Todo es "divino". Otra tendencia o forma de desencuentro es el uso de la palabra "divino". Desde su etimología (divus, divinus) se relaciona con lo celestial, sobrenatural, bienaventurado, glorioso, paradisíaco, etéreo; de ello se desprende que su uso, como adjetivo, pertenece al contexto de la divinidad. En la actualidad, desde un recién nacido hasta una casa, pasando por películas, cuadros, zapatos, vestidos, sombreros y comida... todo puede ser divino. Lo mismo sucede con "soberano" cuyo origen es señor, rey, monarca, káiser, príncipe, zar y ahora es otro de los nombres de lo bello.
Otra modalidad es la repetición, que en este contexto no tiene el efecto poético y, estético de la aliteración. Utilizando el ejemplo anterior, decimos que algo o alguien es divina, divina, divina... simplemente divina. O bien, lo blanco en vez de ser níveo, albo, argento, nevado, es más bien, blanco, blanco, blanco, blanco, blanco... No podemos negar que en estos casos la aliteración se aleja de su carga poética, como lo es la conocida imagen de Lorca, verde que te quiero verde, a la cual se llega por un largo proceso intencional de depuración y decantación del lenguaje. Hay una nueva expresión: el decir que alguien "es demasiado..." ¿demasiado qué? ¿de verdad no tenemos palabras para continuar la frase?
¿Qué implican estos desencuentros con las posibilidades de nuestro lenguaje? Por un lado, representan la necesidad de expresarnos, de comunicar emociones, sensaciones y experiencias, en forma apresurada y con gran economía de esfuerzo. Pero también la poca frecuencia con que visitamos los diccionarios (los tradicionales, los ideológicos y los de sinónimos), lo cual además de recordatorio, nos llevaría a un reencuentro con las palabras para reaprehenderlas y preservar su significado verdadero. Debemos sumergirnos en el caudal del lenguaje, para luego soltar las palabras y que fluyan libremente, cargadas con sus connotaciones, su plurisignificación y su fuerza comunicativa.
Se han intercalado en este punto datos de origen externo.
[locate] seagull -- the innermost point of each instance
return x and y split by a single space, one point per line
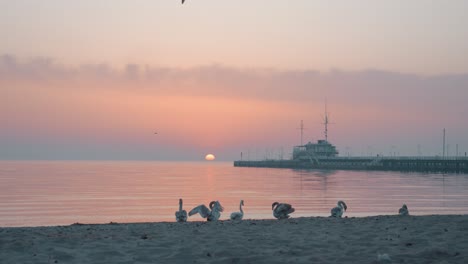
211 214
238 215
403 210
282 211
339 209
181 215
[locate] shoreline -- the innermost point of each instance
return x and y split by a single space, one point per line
412 239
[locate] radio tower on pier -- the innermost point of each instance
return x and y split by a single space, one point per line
326 121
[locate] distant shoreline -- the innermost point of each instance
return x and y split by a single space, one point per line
412 239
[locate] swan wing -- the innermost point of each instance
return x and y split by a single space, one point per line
202 210
181 216
336 212
237 216
403 211
284 209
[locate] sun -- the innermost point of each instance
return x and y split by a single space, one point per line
210 157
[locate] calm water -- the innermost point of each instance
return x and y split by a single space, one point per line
65 192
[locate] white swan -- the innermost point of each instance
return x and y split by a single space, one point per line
238 215
211 214
282 210
403 210
181 215
339 209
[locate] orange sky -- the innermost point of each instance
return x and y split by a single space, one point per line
95 79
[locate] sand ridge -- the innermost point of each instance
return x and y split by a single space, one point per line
412 239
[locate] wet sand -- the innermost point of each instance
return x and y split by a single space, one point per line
377 239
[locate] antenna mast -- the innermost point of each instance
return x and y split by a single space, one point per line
302 130
326 121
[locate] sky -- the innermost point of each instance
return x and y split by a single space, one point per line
97 79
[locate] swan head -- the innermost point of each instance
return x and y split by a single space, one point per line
274 205
215 205
342 204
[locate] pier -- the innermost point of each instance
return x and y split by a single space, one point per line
416 164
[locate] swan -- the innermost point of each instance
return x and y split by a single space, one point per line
403 210
211 214
181 215
238 215
282 211
339 209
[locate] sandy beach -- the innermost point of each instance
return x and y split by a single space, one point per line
377 239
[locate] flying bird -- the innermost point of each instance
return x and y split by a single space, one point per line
339 209
181 215
282 210
403 210
238 215
211 214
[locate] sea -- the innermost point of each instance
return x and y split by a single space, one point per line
45 193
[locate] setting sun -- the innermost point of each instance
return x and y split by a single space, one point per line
210 157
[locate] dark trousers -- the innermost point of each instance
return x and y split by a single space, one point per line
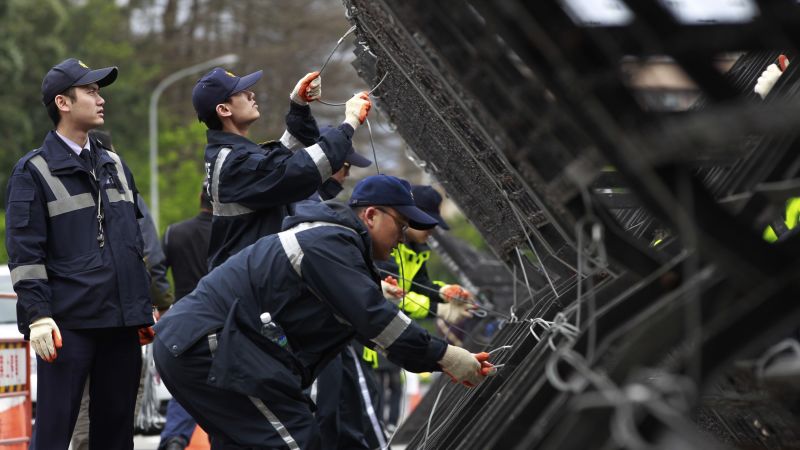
179 424
113 358
234 421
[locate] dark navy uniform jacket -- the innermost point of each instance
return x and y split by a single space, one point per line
317 280
57 266
252 187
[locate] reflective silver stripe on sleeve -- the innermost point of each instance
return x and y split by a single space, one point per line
290 142
276 423
292 247
392 331
127 194
224 209
367 400
28 272
64 202
320 160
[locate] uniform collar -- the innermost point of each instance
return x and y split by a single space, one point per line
219 137
60 157
74 146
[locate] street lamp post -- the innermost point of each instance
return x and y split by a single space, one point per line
166 82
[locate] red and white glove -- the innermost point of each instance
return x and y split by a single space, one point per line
770 76
391 291
308 89
450 292
464 367
45 338
356 109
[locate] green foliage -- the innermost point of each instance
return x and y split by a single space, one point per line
462 229
182 171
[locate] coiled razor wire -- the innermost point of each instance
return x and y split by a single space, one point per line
148 416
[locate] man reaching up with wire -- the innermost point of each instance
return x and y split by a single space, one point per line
252 187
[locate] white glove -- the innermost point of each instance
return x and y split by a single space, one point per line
356 109
391 292
768 79
453 312
450 292
308 89
45 338
462 366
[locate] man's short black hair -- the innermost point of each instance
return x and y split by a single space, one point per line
52 109
213 123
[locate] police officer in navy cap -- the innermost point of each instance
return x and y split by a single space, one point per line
252 187
75 254
239 350
408 267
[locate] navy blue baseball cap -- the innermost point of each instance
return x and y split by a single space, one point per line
428 200
386 190
72 72
217 86
353 157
Recordemos que las palabras son nuestro pensamiento, por ello guardan información. Porque, tal y como lo mencioné en otra ocasión, adquirir el lenguaje implica apoderarse del mundo y transfigurar las experiencias en un universo del discurso. Por eso, con ese poder en mano, el hombre ha podido, a través de la historia, expresar sus necesidades diarias, sueños, pasiones, deseos, emociones, sentimientos, mitologías, religiones. El lenguaje es dinámico, versátil, cambiante; de ahí su poder, su capacidad de seducción y su potencialidad.
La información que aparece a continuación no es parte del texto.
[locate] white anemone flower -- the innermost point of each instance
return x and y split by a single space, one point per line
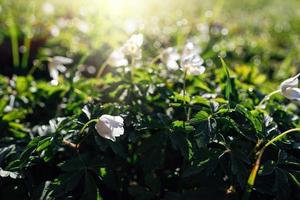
170 57
190 48
110 127
289 88
191 62
56 65
117 58
132 46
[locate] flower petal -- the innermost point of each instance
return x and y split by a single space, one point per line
172 65
62 60
110 127
292 93
117 59
196 70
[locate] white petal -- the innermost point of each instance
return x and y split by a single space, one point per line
291 82
61 60
172 65
190 48
137 39
104 130
53 71
117 59
196 70
110 127
291 93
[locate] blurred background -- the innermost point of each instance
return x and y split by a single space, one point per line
262 33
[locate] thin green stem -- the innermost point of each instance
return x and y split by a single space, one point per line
132 69
253 174
14 40
266 98
184 95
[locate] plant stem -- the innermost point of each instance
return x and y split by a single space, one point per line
184 95
253 174
268 97
14 40
132 70
101 69
25 57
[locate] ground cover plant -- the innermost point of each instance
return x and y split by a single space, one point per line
149 100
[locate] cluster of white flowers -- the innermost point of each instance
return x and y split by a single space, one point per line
131 48
190 60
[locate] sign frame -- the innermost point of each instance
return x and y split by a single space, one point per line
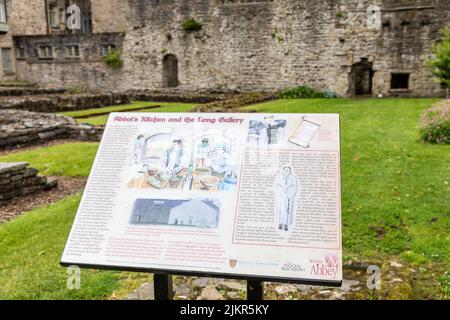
252 280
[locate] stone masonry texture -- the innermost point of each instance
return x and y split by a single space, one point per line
246 45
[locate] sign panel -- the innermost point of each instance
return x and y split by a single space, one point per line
237 195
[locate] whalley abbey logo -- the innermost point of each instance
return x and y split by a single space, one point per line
327 267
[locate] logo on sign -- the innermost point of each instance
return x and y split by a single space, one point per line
328 267
233 263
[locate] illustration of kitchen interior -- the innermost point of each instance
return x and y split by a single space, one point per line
164 161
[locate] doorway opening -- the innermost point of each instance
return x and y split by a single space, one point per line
362 78
170 71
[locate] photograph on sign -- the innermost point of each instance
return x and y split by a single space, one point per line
241 195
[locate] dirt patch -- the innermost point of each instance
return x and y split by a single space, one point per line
107 113
66 187
10 150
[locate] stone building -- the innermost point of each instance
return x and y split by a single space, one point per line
351 47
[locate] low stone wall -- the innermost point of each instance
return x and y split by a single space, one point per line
235 102
17 179
21 128
63 102
28 91
174 95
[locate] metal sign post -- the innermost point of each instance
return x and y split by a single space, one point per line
163 286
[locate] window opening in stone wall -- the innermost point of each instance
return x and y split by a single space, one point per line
6 60
45 52
73 51
21 53
170 71
361 78
107 49
400 81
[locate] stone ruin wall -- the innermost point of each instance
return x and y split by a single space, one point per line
250 45
17 179
23 128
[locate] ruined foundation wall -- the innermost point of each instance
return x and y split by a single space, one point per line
260 45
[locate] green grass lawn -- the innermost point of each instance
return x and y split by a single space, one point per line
98 120
30 249
71 160
390 179
391 182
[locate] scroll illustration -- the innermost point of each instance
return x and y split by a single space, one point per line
305 133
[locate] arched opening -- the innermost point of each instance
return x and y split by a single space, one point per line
361 78
170 71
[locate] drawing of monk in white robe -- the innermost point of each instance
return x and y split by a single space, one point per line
286 191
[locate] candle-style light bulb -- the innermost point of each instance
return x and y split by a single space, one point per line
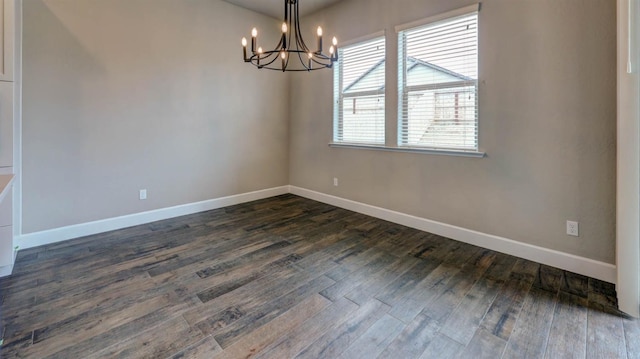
254 36
244 48
284 35
283 55
319 39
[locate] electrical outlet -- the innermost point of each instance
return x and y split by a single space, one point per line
572 228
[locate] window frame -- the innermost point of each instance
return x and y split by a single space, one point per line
393 110
405 90
339 96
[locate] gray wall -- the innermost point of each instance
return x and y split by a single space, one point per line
121 95
547 123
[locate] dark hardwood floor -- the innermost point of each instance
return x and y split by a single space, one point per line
288 277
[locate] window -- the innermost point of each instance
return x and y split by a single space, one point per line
359 85
438 83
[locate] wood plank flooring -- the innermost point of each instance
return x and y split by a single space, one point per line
288 277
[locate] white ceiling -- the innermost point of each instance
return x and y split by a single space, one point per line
275 8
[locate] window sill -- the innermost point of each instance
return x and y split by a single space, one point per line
428 151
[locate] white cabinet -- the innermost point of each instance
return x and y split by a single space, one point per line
7 47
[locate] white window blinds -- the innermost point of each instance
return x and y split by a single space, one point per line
359 85
438 84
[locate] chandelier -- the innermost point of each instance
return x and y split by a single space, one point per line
293 53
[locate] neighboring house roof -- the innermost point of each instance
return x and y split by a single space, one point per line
413 64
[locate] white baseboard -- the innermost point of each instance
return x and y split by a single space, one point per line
585 266
7 270
570 262
85 229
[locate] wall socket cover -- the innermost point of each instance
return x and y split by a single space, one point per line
572 228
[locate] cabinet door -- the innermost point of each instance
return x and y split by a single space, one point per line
6 124
7 16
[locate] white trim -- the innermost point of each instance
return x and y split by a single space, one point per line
570 262
375 35
55 235
423 150
443 16
566 261
7 270
627 175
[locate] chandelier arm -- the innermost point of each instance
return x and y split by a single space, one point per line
291 44
268 55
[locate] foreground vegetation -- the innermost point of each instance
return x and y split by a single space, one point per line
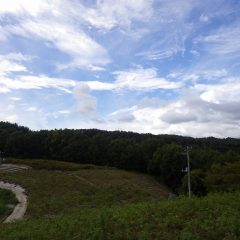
54 191
210 218
7 202
158 155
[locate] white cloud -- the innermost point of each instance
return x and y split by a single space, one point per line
107 14
10 63
190 115
142 79
222 41
86 53
221 92
35 82
86 103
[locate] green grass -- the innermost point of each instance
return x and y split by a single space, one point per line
53 164
7 198
51 193
213 217
110 204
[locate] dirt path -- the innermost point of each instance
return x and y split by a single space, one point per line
21 207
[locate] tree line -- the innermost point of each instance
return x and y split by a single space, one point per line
160 155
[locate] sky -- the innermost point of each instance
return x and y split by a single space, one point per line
148 66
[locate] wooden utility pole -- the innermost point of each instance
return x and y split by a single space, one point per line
188 169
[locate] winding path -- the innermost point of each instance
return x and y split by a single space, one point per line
21 207
20 193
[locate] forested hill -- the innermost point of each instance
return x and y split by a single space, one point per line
161 155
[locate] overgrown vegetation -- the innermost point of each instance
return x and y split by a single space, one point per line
210 218
51 193
7 202
159 155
No permitamos que la velocidad con que discurre el tiempo actual, que nos aprisiona y nos maneja, nos vuelva necrófilos y redundantes. No hagamos obsoleto el significado de las palabras y más bien rebusquemos en el acervo y acopio del lenguaje, nuestra herramienta más importante. Lo dijo Jorge Debravo, en otro contexto, pero creo que válido para nuestra propuesta: "Soy-hombre, es decir, animal con palabras. Y exijo, por lo tanto, que me dejen usarlas". Sí hay, palabras, busquémoslas y usémoslas.